Monday, August 25

their imaginary friend

Imagination in kids is important. Dick Bruna, the creator of Nintje, understood it and made it a worldwide success.
"I hope that the child's imagination is stimulated to see things in their simplest form", he said.

I visited Nintje museum in Bruna's hometown of Utrecht last Saturday and saw a place geared towards children's imagination.
It all started in 1955 with the name Nintje which was called after a toddler pronunciation of the word rabbit in Dutch, konijn.
Since then, Dick Bruna has always been in pursuit of simpler forms & colours (black outlines, no perspective, bold colours - "sometimes brown for the bear") and modest adventures, all contributing to develop the imagination.

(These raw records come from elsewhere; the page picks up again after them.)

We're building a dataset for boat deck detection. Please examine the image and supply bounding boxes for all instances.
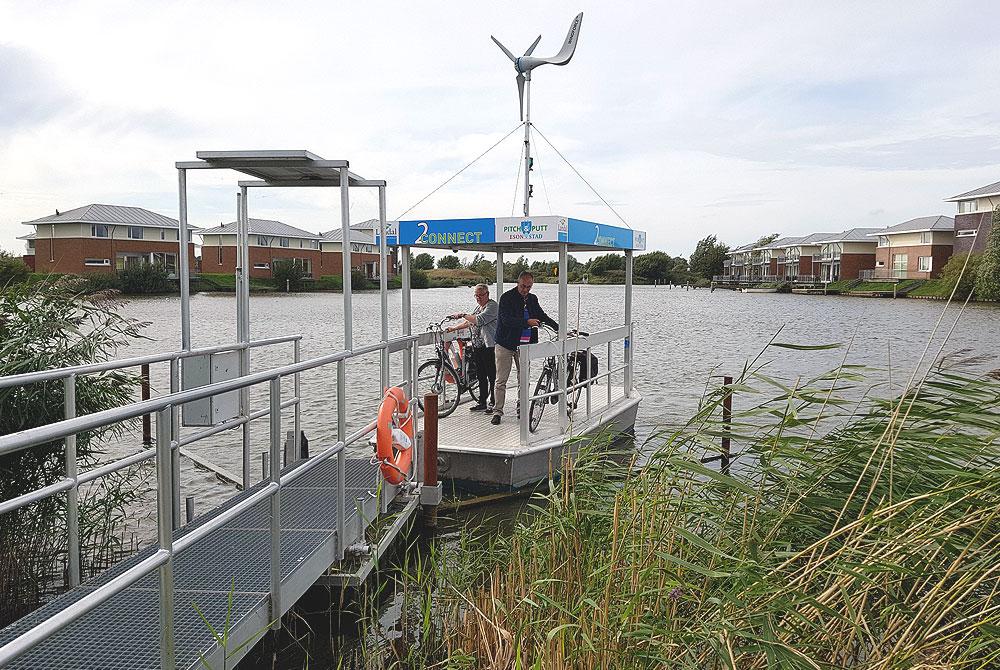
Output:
[438,385,625,454]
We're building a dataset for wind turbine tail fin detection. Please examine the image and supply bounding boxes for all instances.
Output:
[490,35,517,63]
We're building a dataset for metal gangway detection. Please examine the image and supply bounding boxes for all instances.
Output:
[0,151,441,669]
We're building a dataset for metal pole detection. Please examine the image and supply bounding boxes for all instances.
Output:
[515,347,532,446]
[170,358,181,529]
[156,407,176,670]
[292,340,302,461]
[423,393,438,528]
[378,186,389,392]
[236,186,251,490]
[497,251,503,302]
[334,449,347,561]
[524,79,531,217]
[624,249,632,398]
[337,168,354,352]
[177,168,191,351]
[63,375,80,588]
[556,244,569,433]
[139,363,153,447]
[722,377,733,475]
[268,377,282,630]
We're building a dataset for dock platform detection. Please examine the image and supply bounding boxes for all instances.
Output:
[0,459,414,670]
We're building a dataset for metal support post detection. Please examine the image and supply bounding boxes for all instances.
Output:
[292,340,302,461]
[63,375,80,588]
[378,186,389,392]
[156,407,176,670]
[607,342,612,407]
[560,245,569,433]
[170,358,181,529]
[624,249,632,398]
[177,168,191,351]
[517,347,532,446]
[333,449,347,561]
[268,377,281,630]
[497,251,503,302]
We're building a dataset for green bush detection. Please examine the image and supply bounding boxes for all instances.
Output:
[271,260,306,291]
[0,249,31,287]
[410,269,431,288]
[118,262,173,295]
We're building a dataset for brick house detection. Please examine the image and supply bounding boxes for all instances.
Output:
[945,181,1000,254]
[319,226,379,279]
[778,233,833,281]
[817,228,881,282]
[198,218,321,279]
[20,204,194,274]
[869,216,955,279]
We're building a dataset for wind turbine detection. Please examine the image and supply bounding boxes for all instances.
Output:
[490,12,583,217]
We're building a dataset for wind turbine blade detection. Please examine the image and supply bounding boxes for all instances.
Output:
[538,12,583,65]
[524,35,542,56]
[490,35,517,62]
[517,72,524,121]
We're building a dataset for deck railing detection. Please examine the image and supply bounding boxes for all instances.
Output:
[0,336,423,669]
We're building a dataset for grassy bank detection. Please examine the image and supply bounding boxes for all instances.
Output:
[404,352,1000,669]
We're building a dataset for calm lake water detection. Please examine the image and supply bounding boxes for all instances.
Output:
[109,284,1000,510]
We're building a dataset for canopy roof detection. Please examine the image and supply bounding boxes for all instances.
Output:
[378,216,646,252]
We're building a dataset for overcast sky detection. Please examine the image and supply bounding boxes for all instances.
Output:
[0,0,1000,256]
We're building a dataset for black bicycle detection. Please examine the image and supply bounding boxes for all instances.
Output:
[417,317,479,416]
[528,326,597,433]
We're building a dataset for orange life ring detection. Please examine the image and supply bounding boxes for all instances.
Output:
[375,386,413,484]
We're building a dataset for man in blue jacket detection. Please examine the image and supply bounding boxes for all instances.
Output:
[490,272,559,426]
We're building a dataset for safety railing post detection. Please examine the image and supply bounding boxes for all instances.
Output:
[292,340,302,461]
[156,406,176,670]
[517,347,532,446]
[63,375,80,588]
[268,377,281,630]
[170,358,181,529]
[608,342,614,407]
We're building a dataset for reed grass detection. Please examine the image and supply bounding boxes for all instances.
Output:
[438,354,1000,669]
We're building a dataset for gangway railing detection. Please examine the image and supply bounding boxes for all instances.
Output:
[0,335,423,669]
[0,335,302,588]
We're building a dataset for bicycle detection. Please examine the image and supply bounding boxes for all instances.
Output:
[417,317,479,417]
[528,327,596,433]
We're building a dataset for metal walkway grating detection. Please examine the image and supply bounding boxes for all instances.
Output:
[0,459,398,670]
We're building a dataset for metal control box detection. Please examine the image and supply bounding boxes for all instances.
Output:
[181,351,240,426]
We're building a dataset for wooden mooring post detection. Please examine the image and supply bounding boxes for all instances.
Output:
[139,363,153,447]
[721,377,733,475]
[421,393,438,528]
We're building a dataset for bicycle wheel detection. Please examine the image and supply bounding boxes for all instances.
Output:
[528,367,552,433]
[417,359,461,417]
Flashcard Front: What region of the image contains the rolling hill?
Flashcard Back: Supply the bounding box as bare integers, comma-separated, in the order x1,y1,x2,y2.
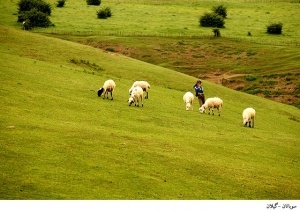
0,26,300,200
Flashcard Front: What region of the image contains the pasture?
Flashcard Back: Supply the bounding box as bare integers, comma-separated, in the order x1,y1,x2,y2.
0,0,300,200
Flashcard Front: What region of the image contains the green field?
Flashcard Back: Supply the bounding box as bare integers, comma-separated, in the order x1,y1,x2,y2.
0,0,300,200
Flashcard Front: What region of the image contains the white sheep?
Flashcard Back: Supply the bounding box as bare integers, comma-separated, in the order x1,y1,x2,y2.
128,86,144,106
183,92,195,110
98,79,116,100
129,81,150,99
199,97,223,116
242,108,255,128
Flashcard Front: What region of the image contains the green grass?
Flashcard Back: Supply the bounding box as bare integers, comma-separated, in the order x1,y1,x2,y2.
0,0,300,45
0,26,300,200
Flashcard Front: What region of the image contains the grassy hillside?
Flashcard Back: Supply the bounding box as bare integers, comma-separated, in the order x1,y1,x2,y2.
0,26,300,199
19,0,300,108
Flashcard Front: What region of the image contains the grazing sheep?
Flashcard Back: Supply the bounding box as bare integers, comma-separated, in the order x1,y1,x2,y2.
98,79,116,100
183,92,194,110
199,97,223,116
242,108,255,128
128,86,144,106
129,81,150,99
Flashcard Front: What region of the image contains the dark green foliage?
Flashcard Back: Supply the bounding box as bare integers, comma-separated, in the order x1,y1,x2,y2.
245,75,257,81
18,0,51,15
18,0,52,30
86,0,101,6
18,8,52,29
267,22,282,34
97,7,111,19
56,0,66,7
213,28,221,37
212,5,227,18
199,13,225,28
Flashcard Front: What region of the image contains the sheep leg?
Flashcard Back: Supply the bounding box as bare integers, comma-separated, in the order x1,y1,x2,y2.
145,91,148,99
110,91,114,100
141,96,144,107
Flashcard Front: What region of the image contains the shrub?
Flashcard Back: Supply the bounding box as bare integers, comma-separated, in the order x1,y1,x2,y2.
18,8,52,29
213,28,221,37
86,0,101,6
199,13,225,28
18,0,51,15
212,5,227,18
56,0,66,7
97,7,111,19
267,22,282,34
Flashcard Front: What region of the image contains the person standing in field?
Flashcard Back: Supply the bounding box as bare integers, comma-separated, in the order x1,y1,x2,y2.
194,80,205,107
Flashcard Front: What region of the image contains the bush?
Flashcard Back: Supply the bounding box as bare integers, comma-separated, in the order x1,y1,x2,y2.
86,0,101,6
56,0,66,7
18,0,51,15
213,28,221,37
212,5,227,18
18,8,52,29
97,7,111,19
267,22,282,34
199,13,225,28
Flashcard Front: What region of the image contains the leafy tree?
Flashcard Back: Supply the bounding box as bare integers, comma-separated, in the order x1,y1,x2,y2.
199,12,225,28
267,22,283,34
212,5,227,18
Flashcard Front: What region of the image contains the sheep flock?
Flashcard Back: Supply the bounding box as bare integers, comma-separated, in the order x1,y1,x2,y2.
97,79,256,128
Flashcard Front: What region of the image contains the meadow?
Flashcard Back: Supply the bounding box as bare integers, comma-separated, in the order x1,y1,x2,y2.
0,1,300,200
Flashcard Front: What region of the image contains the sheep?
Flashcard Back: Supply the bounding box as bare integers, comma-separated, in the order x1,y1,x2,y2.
199,97,223,116
128,86,144,107
98,79,116,100
183,92,194,110
129,81,150,99
242,108,255,128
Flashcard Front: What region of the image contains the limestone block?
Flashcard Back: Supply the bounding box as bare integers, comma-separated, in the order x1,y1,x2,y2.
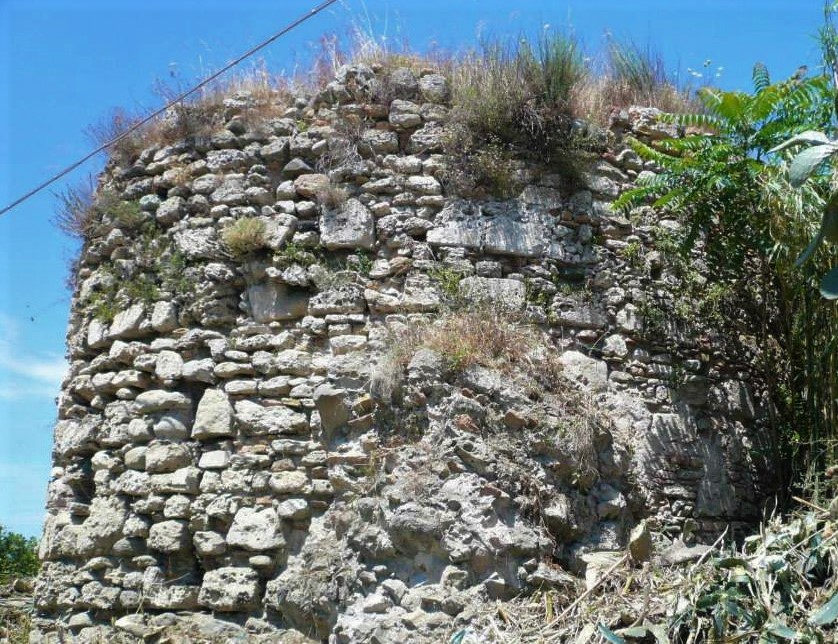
518,185,564,210
145,442,192,474
124,446,147,470
206,149,248,172
154,197,186,225
108,304,145,340
227,508,285,552
426,219,483,250
152,410,191,441
313,384,350,432
53,418,99,458
387,67,419,99
64,497,128,557
143,582,200,611
602,333,628,359
364,275,440,313
268,214,297,250
87,319,109,349
192,389,234,440
192,531,227,557
147,520,190,553
163,494,192,519
405,176,442,195
552,304,608,329
247,282,309,322
235,400,308,436
388,98,422,129
174,227,221,259
276,499,310,521
329,335,367,356
192,174,221,195
483,217,549,257
708,380,756,420
198,449,230,470
361,130,399,154
210,174,247,206
154,351,183,380
260,136,288,165
407,123,445,154
134,389,192,414
294,174,330,198
460,277,526,310
320,199,375,250
111,470,149,496
559,351,608,393
268,472,309,495
198,567,259,612
149,467,201,494
272,349,311,376
419,74,449,103
308,284,367,315
181,358,215,384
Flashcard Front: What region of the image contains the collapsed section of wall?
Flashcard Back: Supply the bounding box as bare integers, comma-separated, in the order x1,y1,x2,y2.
36,66,776,642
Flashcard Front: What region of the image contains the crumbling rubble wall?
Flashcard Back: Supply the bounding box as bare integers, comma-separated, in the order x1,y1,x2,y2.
36,66,780,642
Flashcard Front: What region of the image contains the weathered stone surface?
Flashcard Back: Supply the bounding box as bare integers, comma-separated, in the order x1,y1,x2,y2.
108,304,145,339
134,389,192,414
235,400,308,435
294,174,330,198
227,508,285,552
460,277,526,310
559,351,608,393
148,521,190,552
320,199,375,250
198,567,259,612
247,282,309,322
192,389,234,440
174,228,221,260
313,384,350,431
419,74,449,103
35,65,772,644
145,442,192,474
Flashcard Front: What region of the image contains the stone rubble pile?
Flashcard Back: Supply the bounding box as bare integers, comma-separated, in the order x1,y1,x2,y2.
36,65,776,642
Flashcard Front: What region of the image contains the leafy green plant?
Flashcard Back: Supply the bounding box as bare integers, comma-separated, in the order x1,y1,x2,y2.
428,264,463,302
615,64,838,488
221,217,267,257
274,242,319,268
0,525,40,580
123,273,160,304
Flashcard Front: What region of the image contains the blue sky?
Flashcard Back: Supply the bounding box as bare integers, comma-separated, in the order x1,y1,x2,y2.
0,0,822,535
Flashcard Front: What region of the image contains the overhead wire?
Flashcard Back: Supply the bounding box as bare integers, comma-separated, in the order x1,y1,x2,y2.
0,0,338,216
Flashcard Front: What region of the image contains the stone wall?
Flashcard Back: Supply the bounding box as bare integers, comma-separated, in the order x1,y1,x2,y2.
36,66,780,642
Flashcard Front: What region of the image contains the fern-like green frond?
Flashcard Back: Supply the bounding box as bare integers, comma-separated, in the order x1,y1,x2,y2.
628,139,675,167
611,186,659,212
751,63,771,94
668,114,724,131
659,134,712,155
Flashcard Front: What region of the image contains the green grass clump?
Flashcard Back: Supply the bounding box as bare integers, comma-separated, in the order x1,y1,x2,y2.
221,217,267,257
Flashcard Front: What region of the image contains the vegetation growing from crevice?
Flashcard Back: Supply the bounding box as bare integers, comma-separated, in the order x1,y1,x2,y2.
0,525,40,583
616,31,838,498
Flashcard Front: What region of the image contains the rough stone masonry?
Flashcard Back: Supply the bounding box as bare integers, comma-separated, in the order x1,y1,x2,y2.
33,65,767,643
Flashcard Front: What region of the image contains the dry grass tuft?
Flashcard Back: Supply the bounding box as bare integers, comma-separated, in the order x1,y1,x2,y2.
372,306,563,400
221,217,267,257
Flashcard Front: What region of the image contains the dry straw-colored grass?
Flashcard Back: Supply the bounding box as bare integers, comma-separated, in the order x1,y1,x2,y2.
88,27,695,172
371,305,562,400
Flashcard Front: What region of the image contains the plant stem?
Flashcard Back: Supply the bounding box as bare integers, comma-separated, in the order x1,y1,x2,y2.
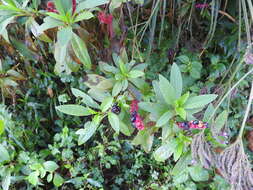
238,81,253,139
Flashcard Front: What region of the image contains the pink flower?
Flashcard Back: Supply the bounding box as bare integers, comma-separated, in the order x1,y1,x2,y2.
46,1,58,13
195,3,209,9
98,11,114,38
134,114,145,130
130,100,139,113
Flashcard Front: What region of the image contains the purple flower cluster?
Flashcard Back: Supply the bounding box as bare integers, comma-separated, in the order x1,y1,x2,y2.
195,3,209,9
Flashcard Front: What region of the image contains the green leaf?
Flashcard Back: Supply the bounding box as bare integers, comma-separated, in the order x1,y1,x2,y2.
56,104,92,116
119,121,134,136
189,165,209,182
76,0,109,13
112,81,122,97
212,110,228,134
75,11,94,22
27,171,39,186
108,112,120,133
177,55,190,63
203,104,214,121
47,173,53,183
156,110,173,127
177,92,190,106
0,120,4,135
71,88,99,109
53,173,64,187
100,97,113,112
71,33,91,69
159,75,176,105
76,121,98,145
170,63,183,98
129,70,144,78
154,140,176,162
0,144,10,163
175,107,186,120
184,94,217,109
43,161,59,172
57,27,73,46
2,171,11,190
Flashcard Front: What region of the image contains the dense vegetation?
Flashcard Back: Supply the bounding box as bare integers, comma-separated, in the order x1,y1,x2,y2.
0,0,253,190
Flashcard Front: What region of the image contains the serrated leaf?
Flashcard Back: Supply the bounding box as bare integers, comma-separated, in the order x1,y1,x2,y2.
100,97,113,112
159,75,176,105
156,110,173,127
184,94,217,109
170,63,183,98
56,104,92,116
108,112,120,133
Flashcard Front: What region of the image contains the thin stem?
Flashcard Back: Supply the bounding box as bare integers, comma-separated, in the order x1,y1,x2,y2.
238,81,253,139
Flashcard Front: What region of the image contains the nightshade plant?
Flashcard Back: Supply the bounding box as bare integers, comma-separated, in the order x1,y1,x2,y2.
56,61,217,166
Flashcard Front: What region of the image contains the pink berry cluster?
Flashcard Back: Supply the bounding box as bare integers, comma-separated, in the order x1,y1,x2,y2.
130,100,145,130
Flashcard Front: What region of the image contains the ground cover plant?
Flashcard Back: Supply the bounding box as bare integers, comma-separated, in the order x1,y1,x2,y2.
0,0,253,190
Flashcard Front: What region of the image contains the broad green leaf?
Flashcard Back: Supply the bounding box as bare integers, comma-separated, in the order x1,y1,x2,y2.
129,70,144,78
76,121,98,145
2,171,11,190
100,97,113,112
159,75,176,105
47,173,53,183
132,129,154,153
175,107,186,120
203,104,214,121
53,173,64,187
189,165,209,182
71,88,99,109
43,161,59,172
27,171,39,186
75,11,94,22
108,112,120,133
0,144,10,163
154,140,177,162
173,142,184,162
57,27,73,46
212,110,228,134
184,94,217,109
177,55,190,63
119,121,134,136
112,81,122,97
170,63,183,98
76,0,109,13
46,12,68,22
71,33,91,69
156,110,173,127
177,92,190,106
0,119,4,135
56,104,92,116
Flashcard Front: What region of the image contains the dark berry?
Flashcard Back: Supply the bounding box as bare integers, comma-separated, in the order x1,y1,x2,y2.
111,103,121,114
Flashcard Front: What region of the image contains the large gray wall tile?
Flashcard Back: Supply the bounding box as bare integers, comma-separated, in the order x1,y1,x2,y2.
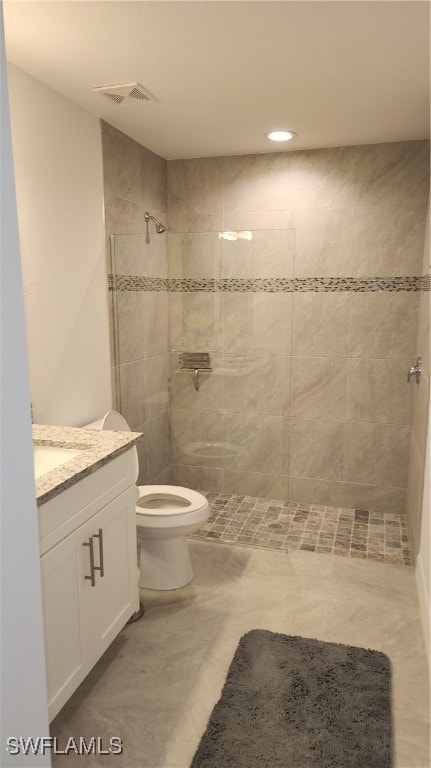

The kids had a good time obviously, playing hide-and-seek in the colourful labyrinth, pretending sleeping and eating in Nintje's house, looking inside a giant cylinder or watching the cartoons on TV in Japanese "because I like it" said my 4 yo son when I wanted to set up the English language for him.
Even the shop, with its four coloured chairs, was yet another pretext for playing.


For older visitors, the exhibition also includes a video about a late 40s' trip to Paris, as well as Bruna's other works, like the covers of popular detective books and his designs for the French Inspector Maigret detective series by Georges Simenon.